Construção, conservação e exploração da rede de estradas nacionais
Intervenção do deputado Joaquim Matias
9 de Abril de 1999

 

Senhor Presidente,
Senhores Deputados,

Esta Apreciação Parlamentar suscita uma consideração prévia sobre a interpretação, a nosso ver abusiva, que o Governo faz da Lei nº 10/90 - Lei de Bases dos Transportes Terrestres.

Efectivamente e de acordo com esta lei compete à administração central a construção, conservação e exploração da rede de estradas nacionais admitindo-se, como excepção, que possam ser concessionadas a empresas constituídas expressamente para esse fim, auto-estradas que correspondam a trajectos de longa distância, e grandes obras de arte desde que não se localizem em áreas urbanas, ou sejam acesos imediatos a grandes centros urbanos, a portos ou a aeroportos.

Esquecendo desde logo que a concessão deve ser a excepção e atribuída a empresa expressamente constituída para esse fim, o Governo passou a concessionar tudo o que à partida, pelo volume de tráfego suscitasse o apetite de empresas privadas, não se coibindo de entregar à exploração privada e aplicado mesmo portagens a estradas já antes construídas com dinheiros públicos e sem alternativas para os utentes, naquilo a que foi justamente considerado como o negócio das "brisinhas". E que negócio! Senhor Presidente,
Senhores Deputados,

Basta pensar na tão debatida via rápida do Oeste transformada em auto-estrada (A8) com portagens e entregue à "Brisinha" respectiva, com o objectivo, dizia-se, de a prolongar até Leiria e fazer o IP6 das Caldas a Santarém de imediato. Onde estão afinal estes troços? No entanto, só a verba gasta no desfazer acessos à via rápida e fazer acessos com portagens (3 milhões 650 mil contos) teria dado para a construção de pelo menos meio-percurso até Leiria, para já não falar na verba das portagens, para as quais não há estrada alternativa. Sem alternativa também ficou o IC3 entre Setúbal e Palmela construído e a funcionar há longos anos constituindo a ligação urbana entre dois núcleos do mesmo polo de desenvolvimento económico. Por artes mágicas passou a fazer parte da A12 quase 30 anos mais nova e lá viu uma portagem. Nesta mesma A12 é curioso como possui igualmente o único último lance de auto-estrada de acesso a Lisboa ou ao Porto em que é aplicado portagem (critério que desdiz o que o senhor Ministro afirmou nesta Assembleia) e isto quando mesmo sem portagem deveria ter acesso alternativo pois a variante ao Pinhal Novo da EN252 foi ignorado pela J.A.E.. tudo isto afinal soma na portagem da Ponte Vasco da Gama, que não resolveu como hoje já é público e notório as acessibilidades na Área metropolitana de Lisboa. Bem pediu o nosso Grupo parlamentar a comparência do senhor Ministro na 4ª Comissão na altura da abertura ao tráfego destas vias, mas o senhor Ministro não esteve disponível.

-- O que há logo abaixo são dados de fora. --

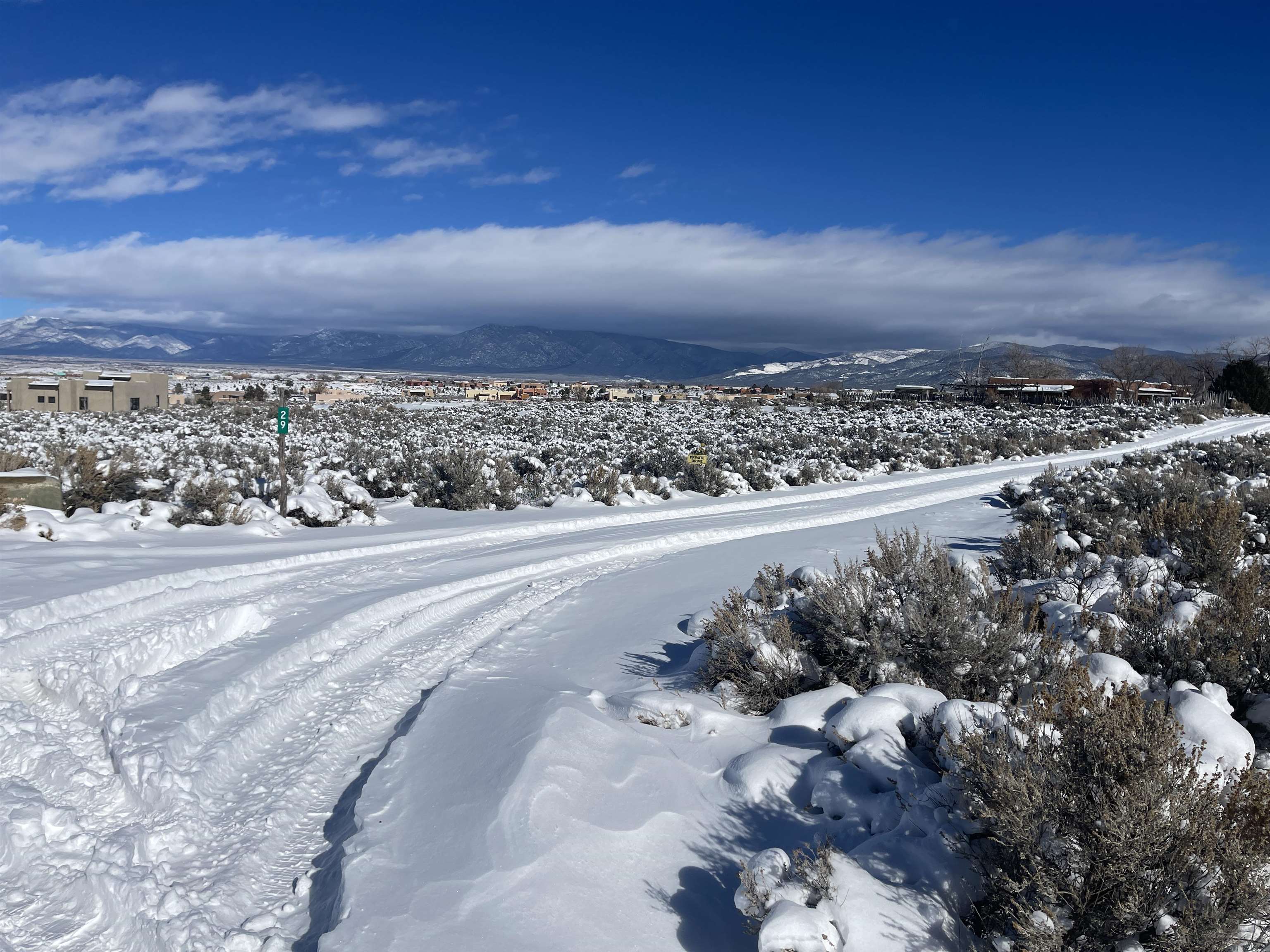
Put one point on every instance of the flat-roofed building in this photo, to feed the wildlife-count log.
(92, 391)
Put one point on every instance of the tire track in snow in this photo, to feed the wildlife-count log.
(403, 664)
(179, 585)
(256, 838)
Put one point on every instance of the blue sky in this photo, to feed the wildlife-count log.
(814, 174)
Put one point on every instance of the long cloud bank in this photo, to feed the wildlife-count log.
(825, 290)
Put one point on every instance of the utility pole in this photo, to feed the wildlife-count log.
(284, 428)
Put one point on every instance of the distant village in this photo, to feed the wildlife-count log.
(69, 390)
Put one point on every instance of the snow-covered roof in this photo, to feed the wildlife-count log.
(1039, 389)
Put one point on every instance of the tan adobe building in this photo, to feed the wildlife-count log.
(92, 391)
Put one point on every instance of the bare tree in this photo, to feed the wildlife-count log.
(1204, 367)
(1128, 366)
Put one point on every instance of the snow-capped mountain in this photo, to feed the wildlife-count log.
(857, 358)
(41, 333)
(492, 348)
(876, 370)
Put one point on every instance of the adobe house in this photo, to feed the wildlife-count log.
(31, 488)
(92, 391)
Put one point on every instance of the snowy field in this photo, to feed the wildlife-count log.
(204, 466)
(184, 718)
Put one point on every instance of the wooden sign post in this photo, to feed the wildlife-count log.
(284, 429)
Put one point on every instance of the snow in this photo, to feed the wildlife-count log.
(181, 710)
(1207, 725)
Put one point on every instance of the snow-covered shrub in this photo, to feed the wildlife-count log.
(1161, 558)
(910, 612)
(604, 484)
(11, 460)
(755, 653)
(1100, 831)
(454, 480)
(89, 481)
(535, 452)
(1226, 641)
(702, 479)
(11, 513)
(773, 876)
(205, 502)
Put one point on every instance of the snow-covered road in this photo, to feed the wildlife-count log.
(179, 718)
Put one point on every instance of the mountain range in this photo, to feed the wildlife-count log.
(494, 348)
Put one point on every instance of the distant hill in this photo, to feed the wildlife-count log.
(492, 348)
(496, 348)
(877, 370)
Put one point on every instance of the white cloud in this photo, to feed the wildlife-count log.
(822, 290)
(534, 177)
(634, 172)
(130, 184)
(92, 138)
(411, 158)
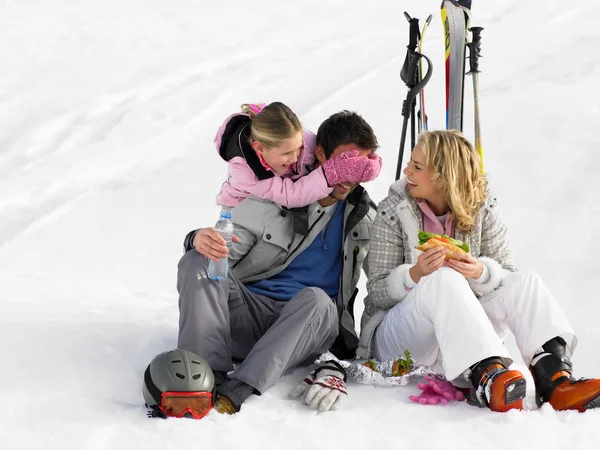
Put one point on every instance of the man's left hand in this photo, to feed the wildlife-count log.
(468, 266)
(324, 388)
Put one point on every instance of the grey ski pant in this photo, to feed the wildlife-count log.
(223, 320)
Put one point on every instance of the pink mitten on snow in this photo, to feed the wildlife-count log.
(351, 168)
(437, 391)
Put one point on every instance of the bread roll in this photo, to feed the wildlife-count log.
(452, 251)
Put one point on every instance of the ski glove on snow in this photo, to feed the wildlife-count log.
(351, 168)
(324, 388)
(437, 391)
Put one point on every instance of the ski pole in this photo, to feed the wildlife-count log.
(408, 102)
(474, 54)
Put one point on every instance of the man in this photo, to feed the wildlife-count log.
(291, 288)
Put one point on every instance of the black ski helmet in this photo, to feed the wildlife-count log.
(176, 371)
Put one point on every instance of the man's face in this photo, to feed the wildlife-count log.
(341, 191)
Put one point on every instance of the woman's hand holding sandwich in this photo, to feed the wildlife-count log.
(468, 266)
(427, 262)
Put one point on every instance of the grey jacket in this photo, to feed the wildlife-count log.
(271, 236)
(394, 238)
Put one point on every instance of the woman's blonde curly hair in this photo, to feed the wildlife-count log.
(456, 168)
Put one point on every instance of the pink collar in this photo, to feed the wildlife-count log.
(431, 223)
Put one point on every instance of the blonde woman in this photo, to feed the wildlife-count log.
(452, 315)
(269, 153)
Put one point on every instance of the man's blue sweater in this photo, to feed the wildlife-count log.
(319, 265)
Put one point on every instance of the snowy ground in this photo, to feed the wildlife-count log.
(107, 113)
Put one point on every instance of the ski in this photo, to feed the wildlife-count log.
(455, 17)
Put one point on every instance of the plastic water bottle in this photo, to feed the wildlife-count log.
(218, 270)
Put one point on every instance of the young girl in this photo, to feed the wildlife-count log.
(270, 156)
(454, 318)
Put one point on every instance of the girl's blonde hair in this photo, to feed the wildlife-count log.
(273, 124)
(455, 165)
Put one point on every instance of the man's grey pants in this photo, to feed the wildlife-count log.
(223, 320)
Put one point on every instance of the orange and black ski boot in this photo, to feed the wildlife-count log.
(497, 387)
(555, 384)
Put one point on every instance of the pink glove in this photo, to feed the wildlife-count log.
(351, 168)
(437, 391)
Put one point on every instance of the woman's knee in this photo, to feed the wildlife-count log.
(449, 278)
(522, 278)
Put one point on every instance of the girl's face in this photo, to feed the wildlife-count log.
(419, 177)
(280, 158)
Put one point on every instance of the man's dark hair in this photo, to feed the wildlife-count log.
(345, 127)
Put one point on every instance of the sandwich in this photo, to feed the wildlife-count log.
(454, 248)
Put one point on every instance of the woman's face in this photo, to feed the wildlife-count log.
(280, 158)
(419, 178)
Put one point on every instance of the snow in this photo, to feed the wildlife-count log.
(108, 110)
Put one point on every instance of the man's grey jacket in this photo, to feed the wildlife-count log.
(271, 236)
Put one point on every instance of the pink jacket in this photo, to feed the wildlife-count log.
(246, 177)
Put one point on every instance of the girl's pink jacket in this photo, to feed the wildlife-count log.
(300, 187)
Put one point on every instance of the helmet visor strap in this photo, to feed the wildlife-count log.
(177, 404)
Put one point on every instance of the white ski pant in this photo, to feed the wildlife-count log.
(445, 326)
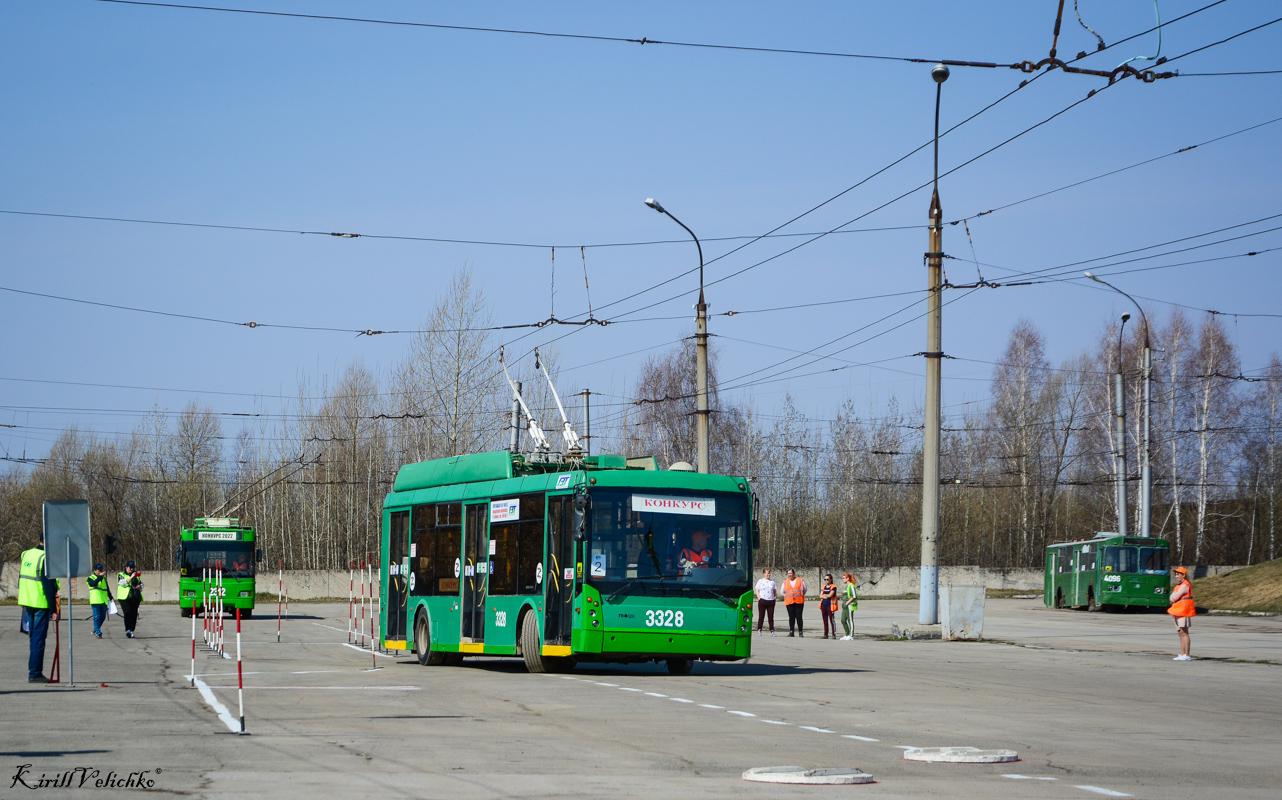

Muitos mais exemplos poderiam ser dados para ilustrar o que afirmamos, mas queremos ainda referir dois factos incontornáveis:

A premissa do aumento de mobilidade, leia-se transporte rodoviário, em Portugal, não resulta exclusivamente da taxa de motorização. Reside, antes de mais, numa incorrecta política de transportes seguida nos últimos anos de prioridade ao transporte individual e abandono do transporte de massas em particular do comboio. Resulta daqui que as deslocações pendulares nas Áreas Metropolitanas e o transporte de longa distância de pessoas e mercadorias tenha que ser feito por transporte individual, pura e simplesmente, por falta de alternativa.

O objectivo de acelerar o ritmo de construção por falta de capacidade da JAE e da Brisa não foi atingido como se verificou ainda há poucos dias nesta Assembleia através da constatação da redução do investimento nas infra-estruturas das acessibilidades.

Neste contexto e tendo em conta a situação de excepção que deverá constituir a concessão de construção, manutenção e exploração de auto-estradas e grandes infra-estruturas, conforme estipula a lei de bases dos transportes terrestres, o mínimo que se exige nesta situação é que a Assembleia da República possa exercer a sua competência de fiscalização dos actos do Governo na aplicação de uma política extremamente sensível e com grandes repercussões no desenvolvimento regional e na actividade económica, através da apreciação parlamentar dos decretos-lei que atribuam concessões desta natureza, pelo que o Decreto-lei nº 399/98, sendo um cheque em branco que retiraria à Assembleia da República a possibilidade de exercer o seu papel de fiscalização da política do Governo merece a nosso ver ser revogado.